• [^] # Re: Logiciels de la fondation Apache

    Posté par (site web personnel) . En réponse à la dépêche La fondation Apache surfe sur Wave. Évalué à 2.

    (hum, ça devient intéressant tout ça ;) )

    > sauf que c'est sympa à utiliser
    ha ben déjà, si ça devient sympa (car honnêtement j'ai pas encore vu un cas où on pouvait trouver sympa d'utiliser maven...)

    > il ont utilisé EXACTEMENT la même approche, mais de manière plus sympa.
    J'ai toujours trouvé que maven était l'exemple même d'une mauvaise implémentation d'une bonne idée. Avec le temps, on a tendance à trouver que finalement c'est une mauvaise implémentation d'une mauvaise idée (ouch). Mais si un outil a la même approche mais le fait bien, alors c'est peut-être juste le premier avis qui reste...
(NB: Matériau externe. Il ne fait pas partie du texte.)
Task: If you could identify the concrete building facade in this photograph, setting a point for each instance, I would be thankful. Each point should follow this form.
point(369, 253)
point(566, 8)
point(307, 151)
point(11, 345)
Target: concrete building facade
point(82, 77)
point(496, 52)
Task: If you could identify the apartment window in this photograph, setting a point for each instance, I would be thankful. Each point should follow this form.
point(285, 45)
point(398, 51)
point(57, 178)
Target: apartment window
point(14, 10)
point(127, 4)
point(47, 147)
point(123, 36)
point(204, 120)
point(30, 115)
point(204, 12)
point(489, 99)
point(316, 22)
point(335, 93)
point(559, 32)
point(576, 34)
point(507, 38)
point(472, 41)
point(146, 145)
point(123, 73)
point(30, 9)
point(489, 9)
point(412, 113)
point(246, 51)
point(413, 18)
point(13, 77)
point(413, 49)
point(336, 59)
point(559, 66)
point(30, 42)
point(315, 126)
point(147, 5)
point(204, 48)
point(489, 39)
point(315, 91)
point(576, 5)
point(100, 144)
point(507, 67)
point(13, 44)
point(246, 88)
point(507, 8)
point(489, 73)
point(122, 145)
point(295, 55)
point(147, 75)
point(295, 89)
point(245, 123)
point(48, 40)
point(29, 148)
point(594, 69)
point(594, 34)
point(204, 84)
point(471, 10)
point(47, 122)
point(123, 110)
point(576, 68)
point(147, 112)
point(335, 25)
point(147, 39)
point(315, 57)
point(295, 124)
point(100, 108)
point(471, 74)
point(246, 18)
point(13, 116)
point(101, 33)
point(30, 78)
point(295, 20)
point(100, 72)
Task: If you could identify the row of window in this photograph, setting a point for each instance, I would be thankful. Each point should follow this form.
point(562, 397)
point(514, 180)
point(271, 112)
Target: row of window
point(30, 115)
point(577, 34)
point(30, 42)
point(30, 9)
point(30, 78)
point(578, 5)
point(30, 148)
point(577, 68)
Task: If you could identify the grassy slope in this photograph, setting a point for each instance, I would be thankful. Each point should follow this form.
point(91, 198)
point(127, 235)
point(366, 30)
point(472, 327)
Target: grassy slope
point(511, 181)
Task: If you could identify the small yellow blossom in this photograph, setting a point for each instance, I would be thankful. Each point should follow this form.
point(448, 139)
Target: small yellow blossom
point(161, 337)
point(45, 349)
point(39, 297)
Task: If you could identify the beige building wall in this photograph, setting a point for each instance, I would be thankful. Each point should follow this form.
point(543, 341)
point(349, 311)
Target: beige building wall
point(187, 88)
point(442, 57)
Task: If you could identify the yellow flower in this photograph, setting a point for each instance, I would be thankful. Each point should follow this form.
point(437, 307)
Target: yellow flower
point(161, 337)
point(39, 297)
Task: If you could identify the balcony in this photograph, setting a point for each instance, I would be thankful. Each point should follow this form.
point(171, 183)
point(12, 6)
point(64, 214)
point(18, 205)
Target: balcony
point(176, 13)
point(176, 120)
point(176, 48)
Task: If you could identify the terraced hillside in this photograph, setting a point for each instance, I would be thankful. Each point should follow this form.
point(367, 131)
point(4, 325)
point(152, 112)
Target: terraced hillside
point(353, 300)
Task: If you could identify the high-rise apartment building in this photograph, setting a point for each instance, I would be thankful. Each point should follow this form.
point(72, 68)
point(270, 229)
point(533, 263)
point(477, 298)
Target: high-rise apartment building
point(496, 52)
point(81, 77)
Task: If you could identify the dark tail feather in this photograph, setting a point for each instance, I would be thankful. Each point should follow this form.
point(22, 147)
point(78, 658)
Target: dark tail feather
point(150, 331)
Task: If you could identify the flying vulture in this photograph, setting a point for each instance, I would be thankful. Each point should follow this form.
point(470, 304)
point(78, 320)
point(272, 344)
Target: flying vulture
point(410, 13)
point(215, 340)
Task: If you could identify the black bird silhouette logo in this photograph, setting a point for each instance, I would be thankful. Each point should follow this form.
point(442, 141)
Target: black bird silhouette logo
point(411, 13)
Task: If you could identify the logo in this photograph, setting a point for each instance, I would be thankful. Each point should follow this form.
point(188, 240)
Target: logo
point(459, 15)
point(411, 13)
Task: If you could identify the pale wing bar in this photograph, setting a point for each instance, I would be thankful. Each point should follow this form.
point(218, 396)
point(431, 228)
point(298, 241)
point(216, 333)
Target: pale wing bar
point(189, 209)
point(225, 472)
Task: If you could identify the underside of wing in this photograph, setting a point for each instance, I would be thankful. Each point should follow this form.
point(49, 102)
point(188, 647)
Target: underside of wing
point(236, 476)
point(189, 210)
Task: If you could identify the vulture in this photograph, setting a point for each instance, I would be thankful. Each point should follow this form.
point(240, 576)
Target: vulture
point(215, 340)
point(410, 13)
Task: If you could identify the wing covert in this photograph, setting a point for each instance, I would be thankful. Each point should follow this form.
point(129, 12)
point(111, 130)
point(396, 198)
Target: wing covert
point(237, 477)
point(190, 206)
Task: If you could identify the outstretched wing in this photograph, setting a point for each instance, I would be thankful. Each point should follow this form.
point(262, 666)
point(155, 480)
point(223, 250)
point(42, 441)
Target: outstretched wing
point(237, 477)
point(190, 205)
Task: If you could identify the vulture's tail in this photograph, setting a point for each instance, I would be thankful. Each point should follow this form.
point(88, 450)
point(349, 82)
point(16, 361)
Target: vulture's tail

    > Maintenant pour la relation maven/autre langages, c'est complexes, et si on avait des solutions magiques ça se saurait, donc on peut retourner au "t'as mieux ?".
    en fait c'est pas uniquement les autres langages, c'est déjà le fait de vouloir réaliser autre chose qu'un jar qui pose problème.
    Ensuite, pour les autres langages : avant d'utiliser maven, on avait du ant. C'est pas parfait (gestion de dépendances, etc) mais pour le build c'est très bien. Et surtout on pouvait en faire ce qu'on voulait : le côté script ! Avec ant on faisait tout ce qu'on voulait quelque soit le langage, et si besoin d'appeler un soft externe (genre un compilo) et prendre la sortie pour la coller en ressources à builder dans un jar ben c'était possible.
    Mais maven est passé par là ...

    Maven est vraiment intéressant pour les dépot, les dépendances. Mais absolument pas pour le build, à moins d'écrire des plugins mais là on perd tout l'intérêt de maven par rapport à un système basé sur des scripts.
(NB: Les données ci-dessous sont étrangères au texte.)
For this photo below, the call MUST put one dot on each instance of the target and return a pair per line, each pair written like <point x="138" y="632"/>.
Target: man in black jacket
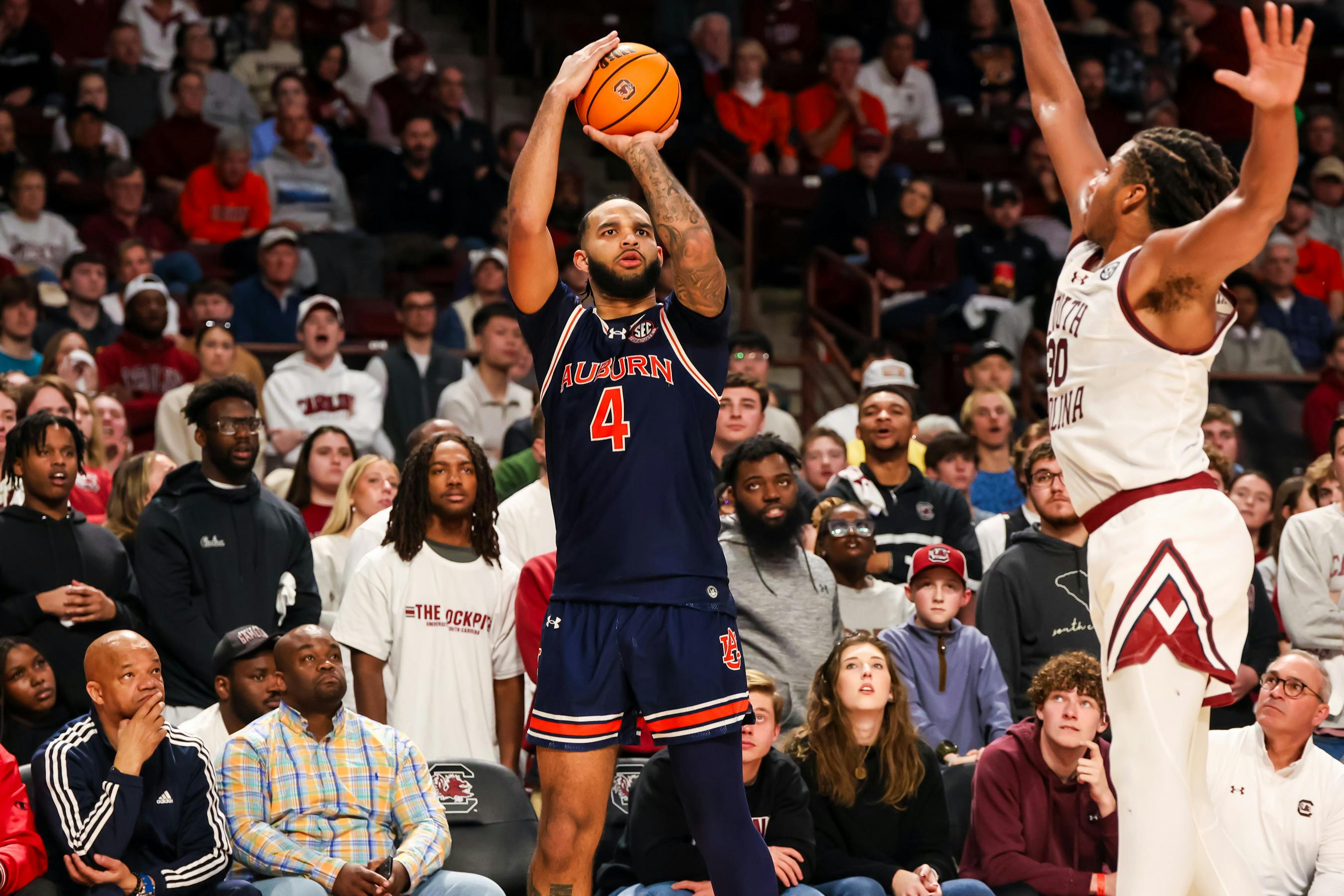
<point x="656" y="848"/>
<point x="64" y="581"/>
<point x="1034" y="599"/>
<point x="127" y="800"/>
<point x="416" y="371"/>
<point x="217" y="550"/>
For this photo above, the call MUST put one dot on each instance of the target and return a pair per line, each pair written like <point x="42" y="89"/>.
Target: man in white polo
<point x="1280" y="795"/>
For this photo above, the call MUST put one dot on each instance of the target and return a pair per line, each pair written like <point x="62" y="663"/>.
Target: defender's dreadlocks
<point x="412" y="508"/>
<point x="1185" y="171"/>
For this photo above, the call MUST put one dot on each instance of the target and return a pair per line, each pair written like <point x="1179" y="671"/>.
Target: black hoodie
<point x="212" y="559"/>
<point x="1032" y="606"/>
<point x="43" y="554"/>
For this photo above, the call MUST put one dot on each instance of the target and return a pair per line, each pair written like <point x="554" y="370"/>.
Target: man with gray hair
<point x="1304" y="320"/>
<point x="1280" y="795"/>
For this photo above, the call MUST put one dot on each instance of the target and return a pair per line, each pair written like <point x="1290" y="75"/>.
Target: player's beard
<point x="611" y="283"/>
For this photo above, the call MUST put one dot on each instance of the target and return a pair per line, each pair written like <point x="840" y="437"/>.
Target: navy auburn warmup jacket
<point x="164" y="822"/>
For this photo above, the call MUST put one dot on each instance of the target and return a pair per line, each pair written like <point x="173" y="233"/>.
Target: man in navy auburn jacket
<point x="125" y="798"/>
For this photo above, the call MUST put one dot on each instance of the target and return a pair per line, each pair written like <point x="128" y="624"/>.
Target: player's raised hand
<point x="1279" y="62"/>
<point x="580" y="65"/>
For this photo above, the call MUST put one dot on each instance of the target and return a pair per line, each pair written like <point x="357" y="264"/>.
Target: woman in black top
<point x="877" y="794"/>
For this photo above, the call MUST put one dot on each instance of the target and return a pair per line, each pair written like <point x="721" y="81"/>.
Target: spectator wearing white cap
<point x="314" y="387"/>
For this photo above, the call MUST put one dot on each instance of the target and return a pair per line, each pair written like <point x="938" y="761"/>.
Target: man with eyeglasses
<point x="218" y="551"/>
<point x="1032" y="604"/>
<point x="1276" y="791"/>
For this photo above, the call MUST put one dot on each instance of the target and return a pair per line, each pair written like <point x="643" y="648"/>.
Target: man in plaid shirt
<point x="318" y="797"/>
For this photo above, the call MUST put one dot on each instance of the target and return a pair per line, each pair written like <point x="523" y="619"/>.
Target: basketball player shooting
<point x="642" y="621"/>
<point x="1139" y="315"/>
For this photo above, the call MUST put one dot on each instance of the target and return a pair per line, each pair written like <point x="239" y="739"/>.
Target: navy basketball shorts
<point x="604" y="666"/>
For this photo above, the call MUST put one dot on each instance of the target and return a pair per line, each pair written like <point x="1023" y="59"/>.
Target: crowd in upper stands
<point x="242" y="629"/>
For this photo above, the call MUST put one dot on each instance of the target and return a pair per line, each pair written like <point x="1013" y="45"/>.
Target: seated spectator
<point x="1320" y="273"/>
<point x="788" y="614"/>
<point x="486" y="402"/>
<point x="92" y="91"/>
<point x="18" y="323"/>
<point x="266" y="304"/>
<point x="830" y="113"/>
<point x="885" y="829"/>
<point x="416" y="371"/>
<point x="185" y="141"/>
<point x="227" y="103"/>
<point x="277" y="778"/>
<point x="1043" y="814"/>
<point x="959" y="700"/>
<point x="369" y="487"/>
<point x="246" y="683"/>
<point x="987" y="416"/>
<point x="35" y="239"/>
<point x="224" y="201"/>
<point x="314" y="387"/>
<point x="143" y="364"/>
<point x="41" y="598"/>
<point x="132" y="87"/>
<point x="853" y="201"/>
<point x="658" y="848"/>
<point x="1249" y="347"/>
<point x="472" y="700"/>
<point x="405" y="93"/>
<point x="757" y="116"/>
<point x="1264" y="820"/>
<point x="1324" y="402"/>
<point x="93" y="784"/>
<point x="323" y="460"/>
<point x="31" y="712"/>
<point x="279" y="51"/>
<point x="1032" y="604"/>
<point x="905" y="89"/>
<point x="217" y="551"/>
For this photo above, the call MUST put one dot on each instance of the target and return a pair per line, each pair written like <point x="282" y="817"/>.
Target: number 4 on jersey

    Une image assez représentative de l'impression que j'ai avec maven : http://tech.puredanger.com/2009/01/28/maven-adoption-curve/ (surtout la fin du graph...)
    Le truc c'est que sur le principe c'est sympa, en réalité non, et souvent on s'entête donc on continue, et au bout d'un moment on a tellement investi dedans qu'on ne peut plus faire marche arrière.